A Comprehensive Database Support for Time Series
Libera Università di Bolzano
Oracle Fellowship Recipient
Oracle Principal Investigator
Kenny Gross, Architect
Matthias Brantner, Senior Director
Zhen Hua Liu
An efficient management and processing of time series data is extremely important, and its importance will continue to grow rapidly. Time series data is the most important class of data to capture the dynamics of the world. The amount of such data (deriving usually from sensors) is rapidly growing in almost all application areas, e.g., meteorology, financial world, and IoT. While sensor data typically represents regular time series with values at regular time intervals, there exists a wide range of ‘event’ data that can be considered as irregular time series, e.g., log files. In event data, the measurements follow a temporal sequence but not necessarily at regular time intervals.

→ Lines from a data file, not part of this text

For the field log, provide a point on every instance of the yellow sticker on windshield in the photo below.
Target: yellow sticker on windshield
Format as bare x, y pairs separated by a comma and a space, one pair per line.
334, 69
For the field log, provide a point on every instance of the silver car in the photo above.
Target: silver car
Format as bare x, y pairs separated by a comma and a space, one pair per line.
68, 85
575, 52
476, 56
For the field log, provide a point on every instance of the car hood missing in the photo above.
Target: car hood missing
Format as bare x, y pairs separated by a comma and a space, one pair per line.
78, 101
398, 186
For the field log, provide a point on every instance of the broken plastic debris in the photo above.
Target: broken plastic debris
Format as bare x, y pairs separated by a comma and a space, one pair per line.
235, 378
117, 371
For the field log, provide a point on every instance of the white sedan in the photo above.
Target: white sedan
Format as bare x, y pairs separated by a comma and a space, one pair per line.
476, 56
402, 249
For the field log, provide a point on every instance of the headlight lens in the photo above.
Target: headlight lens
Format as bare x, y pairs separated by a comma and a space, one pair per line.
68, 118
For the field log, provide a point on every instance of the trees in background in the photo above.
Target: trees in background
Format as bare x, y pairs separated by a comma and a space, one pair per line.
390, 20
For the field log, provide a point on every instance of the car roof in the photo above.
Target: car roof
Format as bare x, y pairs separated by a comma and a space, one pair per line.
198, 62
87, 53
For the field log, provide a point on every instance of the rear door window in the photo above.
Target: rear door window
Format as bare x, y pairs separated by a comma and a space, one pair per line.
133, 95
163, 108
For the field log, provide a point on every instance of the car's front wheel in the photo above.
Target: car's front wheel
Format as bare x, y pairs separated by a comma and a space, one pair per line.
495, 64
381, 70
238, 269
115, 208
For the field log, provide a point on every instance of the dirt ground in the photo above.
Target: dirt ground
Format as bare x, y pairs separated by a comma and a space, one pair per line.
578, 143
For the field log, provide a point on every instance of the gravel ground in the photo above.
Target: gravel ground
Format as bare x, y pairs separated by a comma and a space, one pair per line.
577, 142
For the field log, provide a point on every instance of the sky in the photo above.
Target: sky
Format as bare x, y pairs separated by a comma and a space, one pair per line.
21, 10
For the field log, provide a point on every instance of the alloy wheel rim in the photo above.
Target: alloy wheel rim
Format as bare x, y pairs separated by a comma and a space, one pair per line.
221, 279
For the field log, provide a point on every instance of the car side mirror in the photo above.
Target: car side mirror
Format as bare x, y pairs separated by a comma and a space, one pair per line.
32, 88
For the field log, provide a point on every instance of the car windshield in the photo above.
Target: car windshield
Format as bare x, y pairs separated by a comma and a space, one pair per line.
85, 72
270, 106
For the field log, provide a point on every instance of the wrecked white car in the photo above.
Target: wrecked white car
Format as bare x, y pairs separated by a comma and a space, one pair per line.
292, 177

There have been intensive research activities on time series data in the past decade. However, they have almost always been done outside (relational) database systems. A wide range of techniques for processing time series data have been developed (e.g., MSET/SPRT, ARP, iSAX), as well as ad-hoc systems optimized for time series data (e.g., Prometheus, OpenTSDB, HBase). Similarly, array databases provide a data model that natively supports the efficient storage and processing of multidimensional time series (e.g, SciDB, Rasdaman, EXTASCID). Despite these intensive research activities, there exist no serious attempts to integrate the processing of time series data into (relational) database systems. How to seamlessly integrate time series in RDBMSs is therefore less clear.
Processing time series data is a very complex process, starting from data ingestion followed by transformation, analysis/projection and notification to the user providing‘actionable’ information. Each step in this process might involve complex operations and mathematics, which are often based on similarity rather than equality. Past research concentrated on specific operations and individual steps, delivering highly efficient and specialized solutions, based on assumptions about the data that are not always met in real applications. For instance, data originating from sensors are often incomplete and noisy and need to be cleaned before more advanced analysis can be applied. Supporting the entire life cycle is challenging as each step is highly complex and poses specific problems.
Each phase of processing time series data poses a number of challenges. As time series data are frequently coming from sensors, they might be incomplete or recorded at different granularity levels or with disparate, and in some cases with time-varying, sampling intervals. A pre-processing or transformation step is usually required before more advanced operations can be applied. For instance, missing values need to be imputed as they diminish prognostic accuracy for some operations and increase the false-positives and false-negatives for anomaly detection; when multiple time series are involved, they first should be synchronized; and sensor data often require verification and the detection of anomalies. Oracle has developed some innovative preprocessing algorithms to discover, flag, and optimally correct sensor anomalies, e.g., MSET/SPRT and ARP. After the pre-processing phase, a large variety of more advanced operators are applied for a thorough analysis of data. A core operation is to compute the similarity between time series. Many different similarity measures have been investigated and should be supported among the core operations, most notably Euclidean distance and dynamic time warping distance. Other advanced queries include subsequence mining, pattern matching, motif discovery, summarizing, aggregation, abstraction and situation awareness.
Modern (relational) database systems are extremely powerful analytics engines, however they provide little support for time series data. For example, Oracle Advanced Analytics (OAA) extends SQL with R and integrates a number of advanced data analysis and data mining algorithms into SQL, e.g., classification, regression, association rules mining and clustering. The key technology for this are well optimized UDFs. Over 15 years ago, Oracle8i Time Series offered a commercial product that leveraged Oracle RDBMS to manage time series data. Due to compatibility problems with BI tools, the time series support has been superseded by SQL Analytic Functions (aka Windowing Functions). They deliver some basic concepts that are at the core of processing time series data, e.g., sliding windows. Optimized UDFs and Analytic Functions are basic building blocks for time-series solutions. A typical time-series application requires significant amount of procedural code to control the flow of processes and to manage the end to end life cycle of the processes composed of the UDFs and Analytic Functions. Despite the potential to express a wide range of time-series process flows in SQL, not much work has been done to identify the essential time-series process flows for support in a SQL framework.
In the light of the above, the overarching objective of this research project is to deeply integrate time series and database technologies. This will leverage existing technologies from both fields and advance SQL and relational database systems towards a powerful high-level shell for processing time series data in a declarative way.
The project will benefit from the experience of Oracle in areas such as high-speed data analytics and specific time series technologies as well as from the experience of the EPI in extending relational databases with temporal features. More specifically, MSET/SPRT and ARP are powerful and mature time series technologies developed at Oracle that can support several pre-processing operations. The EPIs have many years of experience in developing algorithmic solutions for temporal databases. They were the first to integrate comprehensive query support for temporal data into the kernel of a relational database system. The EPIs conducted also research on time series data, such as the imputation of missing values and similarity search.